Grand Push For Clean Energy

In 2016, Apple reached 96 percent renewable, and now, the company's operation in its 24 data centers nationwide, is now fully renewable.

Even its new corporate campus located inside Apple Park in Cupertino, California, is set to be the largest LEED Platinum-certified building in North America. The campus features large open spaces and planted with over 9,000 drought-tolerant oak and fruit trees.

"If you look at our trajectory, for the last couple of years we've been close to 100%. It's just four percent more, but it's four percent done the right way. Like our products, we sweat the details, we have pretty strict standards, and we prefer to wait and meet our standards than to rush and make a claim," says Lisa Jackson, Apple's VP for Environment.

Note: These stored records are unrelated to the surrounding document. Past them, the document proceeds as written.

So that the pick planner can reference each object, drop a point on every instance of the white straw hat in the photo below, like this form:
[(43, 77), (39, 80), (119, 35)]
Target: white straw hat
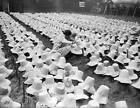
[(79, 92), (53, 68), (91, 104), (5, 91), (61, 62), (7, 102), (124, 77), (49, 82), (44, 70), (69, 87), (4, 71), (45, 100), (106, 63), (60, 74), (116, 68), (132, 75), (36, 87), (4, 82), (89, 85), (23, 65), (133, 65), (93, 61), (111, 54), (68, 101), (76, 50), (101, 95), (110, 71), (121, 58), (2, 60), (121, 104), (29, 80), (58, 91), (77, 76), (100, 69), (21, 58), (136, 84)]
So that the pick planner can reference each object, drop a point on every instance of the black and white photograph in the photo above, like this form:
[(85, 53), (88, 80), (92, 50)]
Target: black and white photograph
[(69, 53)]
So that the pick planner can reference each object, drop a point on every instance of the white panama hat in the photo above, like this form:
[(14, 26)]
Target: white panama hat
[(106, 63), (88, 85), (61, 62), (68, 101), (111, 54), (23, 65), (4, 82), (93, 61), (5, 91), (2, 59), (136, 84), (46, 101), (69, 87), (121, 104), (21, 58), (49, 82), (79, 92), (101, 95), (58, 91), (44, 70), (91, 104), (76, 50), (100, 69), (110, 71), (36, 87), (53, 68), (60, 74), (4, 71), (77, 76), (132, 75), (7, 102), (124, 77), (133, 64)]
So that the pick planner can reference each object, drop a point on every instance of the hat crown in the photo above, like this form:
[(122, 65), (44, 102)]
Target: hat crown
[(60, 88), (100, 67), (49, 79), (44, 97), (106, 63), (89, 81), (103, 91), (67, 82), (124, 74), (37, 84), (121, 104), (116, 67), (69, 100), (93, 104)]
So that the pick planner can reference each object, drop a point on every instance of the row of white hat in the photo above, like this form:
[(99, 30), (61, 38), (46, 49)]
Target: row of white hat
[(87, 21), (132, 63), (32, 88), (99, 40), (5, 100)]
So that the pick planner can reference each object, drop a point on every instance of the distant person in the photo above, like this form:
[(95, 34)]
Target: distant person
[(65, 47)]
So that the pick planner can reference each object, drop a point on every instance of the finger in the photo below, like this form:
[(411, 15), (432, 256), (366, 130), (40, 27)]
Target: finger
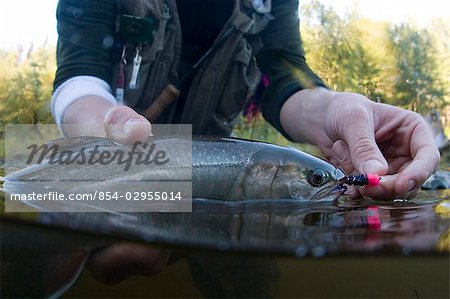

"We're committed to leaving the world better than we found it. After years of hard work we're proud to have reached this significant milestone," Apple CEO Tim Cook said in statement.

How Did Apple Do It?

The company harnesses the power of reusable energy to power its production and operation chain. It produces its own energy through developing solar, fuel cell, water, and wind projects.

Currently, it has 25 renewable energy projects worldwide that generates a total of 626 megawatts. Fifteen new projects are underway.

In 2015, it partnered with First Solar, one of the largest photovoltaic manufacturers and provider of utility-scale photovoltaic plants. First Solar will supply Apple with 130 megawatts of energy for 25 years.

It has massive investments in renewable energy and has power purchasing agreement contracts with renewable power companies. It has issued a $1.5 billion green bond to finance environmental projects, including renewable energy initiatives at its facilities around the world.

More To Come

Last year, NV Energy and Apple agreed to produce 200 megawatts of additional solar energy in Nevada by early 2019. This project will support energy needs for Apple's Reno data center where servers for Siri, iCloud, Apple Music, and Apple Pay are located. The Nevada data center is currently powered by the Fort Churchill energy project.

It also partnered with energy company Sunseap to source 100 percent clean energy by producing 32 megawatts of solar energy from solar roof panels on more than 800 roof tops in Singapore.

Whatever excess energy that the company doesn't use goes to the power grid, so others may use it. Apple connected 40 megawatts of new solar energy to China's national grid. The energy produced by Apple's solar farm is more than enough to power all its corporate offices, retail stores, and data centers in China.

Apple's 23 suppliers, including nine new suppliers has also committed to operate on a 100 percent renewable energy.

Once all of Apple's energy projects are built, over 1.4 gigawatts of clean renewable energy generation will be spread across 11 countries.